All sequences were analyzed with Webcutter 2.0 to detect restriction sites that conflict with the BioBrick assembly standard RFC [10] and primers were designed for use with QuikChange™ Site-Directed Mutagenesis Kit to remove illegal sites. It was decided at this stage that for the DSF system, homologues of all sequences would be taken from Xanthomonas campestris cv. campestris would be used as they have identical functions but contain fewer illegal restriction sites.
Week 1
The team are all together! Work begins… We began organizing our raw materials, setting up overnight cultures of our vectors (pSB1C3 for BioBricks, and our supervisor’s own pUniprom for experiments) and obtaining gDNA from P.aeruginosa, X.campestris and B.cenocepacia from generous lab members. By the end of the week we had cloned PqsR and PpqsABCD into pSB1C3, phew! As for the dry-lab, the first week consisted mostly of reading papers and harassing Gillian, our mathematical biologist, for definitions of all the bio-jargon. In fact, most of our early discussions about modelling our systems consisted of furrowed brows from both sides and questions such as “a differential what?” and “Uhhh, transcriptional whatnow?”
Week 2
In order to test our systems we decided to cone them into pUniprom, a high copy-number plasmid with a large and varied multiple cloning site downstream of a strong, constitutive promoter: Ptat. In order to arrange our sequences in such a way that there would be no leakage of our reporter (see above), we had to employ a bit of cloning trickery by inserting our sensing and responding fragments in opposite orientations. This involved cloning them into separate fragments and then flipping them round into pUniprom.
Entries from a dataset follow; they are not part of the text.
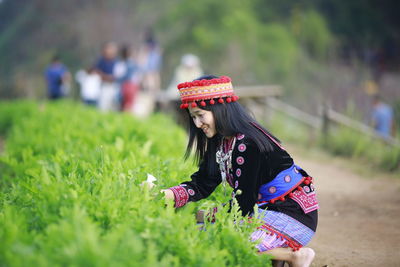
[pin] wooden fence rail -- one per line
(327, 117)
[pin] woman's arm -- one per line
(202, 184)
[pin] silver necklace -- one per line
(224, 161)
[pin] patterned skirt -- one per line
(280, 231)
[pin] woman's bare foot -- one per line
(303, 257)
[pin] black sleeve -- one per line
(246, 164)
(202, 184)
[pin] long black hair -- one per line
(230, 119)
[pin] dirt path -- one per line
(359, 219)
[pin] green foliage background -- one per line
(70, 193)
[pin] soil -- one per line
(359, 216)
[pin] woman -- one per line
(233, 148)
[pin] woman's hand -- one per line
(168, 194)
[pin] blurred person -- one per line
(188, 70)
(109, 95)
(57, 78)
(233, 148)
(127, 75)
(382, 117)
(150, 61)
(90, 85)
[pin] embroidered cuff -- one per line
(181, 196)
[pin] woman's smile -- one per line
(204, 120)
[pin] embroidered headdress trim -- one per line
(203, 90)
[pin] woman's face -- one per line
(204, 120)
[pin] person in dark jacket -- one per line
(233, 148)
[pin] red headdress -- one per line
(202, 90)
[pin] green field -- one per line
(71, 195)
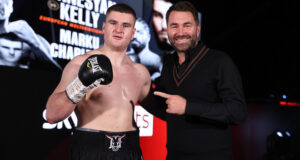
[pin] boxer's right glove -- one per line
(95, 70)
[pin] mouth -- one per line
(182, 39)
(117, 37)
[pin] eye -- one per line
(126, 25)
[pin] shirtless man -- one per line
(106, 128)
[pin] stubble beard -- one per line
(184, 47)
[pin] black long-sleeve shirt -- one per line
(211, 84)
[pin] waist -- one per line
(106, 141)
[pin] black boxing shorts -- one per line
(90, 144)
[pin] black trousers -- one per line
(216, 155)
(89, 144)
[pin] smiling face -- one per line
(118, 30)
(142, 36)
(183, 30)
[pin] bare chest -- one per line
(126, 86)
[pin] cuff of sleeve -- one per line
(193, 108)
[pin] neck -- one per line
(181, 56)
(117, 57)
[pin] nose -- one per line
(180, 31)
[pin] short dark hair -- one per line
(123, 8)
(184, 6)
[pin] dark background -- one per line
(260, 36)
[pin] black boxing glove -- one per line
(95, 70)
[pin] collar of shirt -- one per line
(189, 55)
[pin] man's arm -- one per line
(59, 106)
(78, 78)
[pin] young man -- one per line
(141, 52)
(103, 86)
(201, 93)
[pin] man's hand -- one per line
(176, 104)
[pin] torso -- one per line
(110, 107)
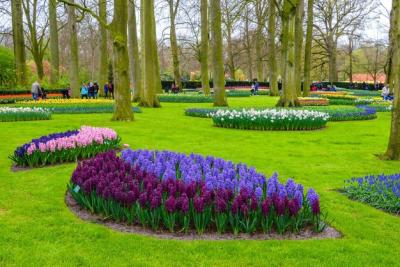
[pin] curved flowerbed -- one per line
(164, 190)
(335, 113)
(8, 114)
(380, 191)
(270, 119)
(66, 147)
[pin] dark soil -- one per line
(85, 215)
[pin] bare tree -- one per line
(334, 19)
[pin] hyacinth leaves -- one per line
(166, 190)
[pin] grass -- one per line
(36, 228)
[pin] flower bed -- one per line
(313, 101)
(186, 98)
(8, 114)
(270, 119)
(379, 107)
(167, 190)
(347, 113)
(66, 147)
(380, 191)
(60, 101)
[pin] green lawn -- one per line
(36, 228)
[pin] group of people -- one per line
(386, 93)
(254, 87)
(38, 91)
(91, 90)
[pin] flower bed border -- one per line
(83, 214)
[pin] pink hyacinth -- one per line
(86, 136)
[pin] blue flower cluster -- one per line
(180, 192)
(22, 150)
(381, 191)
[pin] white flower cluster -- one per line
(7, 110)
(270, 114)
(364, 100)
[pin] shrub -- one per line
(66, 147)
(380, 191)
(167, 190)
(24, 114)
(270, 119)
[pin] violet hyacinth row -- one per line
(66, 146)
(167, 190)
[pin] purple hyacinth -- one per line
(266, 206)
(294, 207)
(198, 203)
(313, 200)
(280, 206)
(170, 204)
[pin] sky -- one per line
(378, 29)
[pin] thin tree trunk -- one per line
(332, 59)
(174, 44)
(231, 60)
(103, 52)
(149, 57)
(259, 52)
(73, 50)
(217, 55)
(123, 106)
(308, 46)
(248, 46)
(289, 96)
(298, 49)
(19, 42)
(351, 60)
(54, 49)
(273, 77)
(393, 150)
(204, 47)
(134, 59)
To the bench! Now that the plan for the plasmid was in place, we began to enter all the information onto Netlogo to model how the system would behave in the presence of different amounts of PQS.
Week 3
Time to start on the DSF system. We decided to use GFP rather than mCherry from this point onwards as we already have antibodies against it for blotting later. Because the DSF system acts via a reduction in cellular levels of the 2nd messenger c-di-GMP (SEE BIOLOGY PAGE), we thought it best to include a diguanylate cyclase, YdeH, in the system to replenish this important molecule afterwards. So now the DSF system has four sensory components! This posed a bit of a problem for cloning as we thought we would need to use more restriction enzymes than we had access to. The solution? Order primers that include a 5’ BglII site and 3’ BamHI-XbaI sites. This way, fragments can be cloned in sequentially with each new insert cut with BglII-XbaI and the ever-growing vector cut with BamHI-XbaI as the BglII and BamHI overhangs are complementary but upon ligation leave a scar that is not recognized by either enzyme (see below). The 3’ BamHI-XbaI site allows this process to be repeated indefinitely. Woo, idempotency!
Week 4
A week of sequencing… We have a sequencing service downstairs from the lab who kindly gave us 100 free sequencing runs (which we quickly exceeded!) so after every cloning step we sent a sample to be sequenced – the results were a source of merriment and heartbreak in equal measure…it turned out that our 1st clone (PQS system from week 1) wasn’t quite right. So began Dimitrios’ epic journey into the world of BioBricks! We also began the lengthy task of quick-changing out all the illegal restriction sites from the fragments bound for BioBricking. So it turned out that, after a bit more sifting through papers, the Netlogo model for PQS was not quite right. While we figured that out we began to calculate the ordinary differential equations for the same system.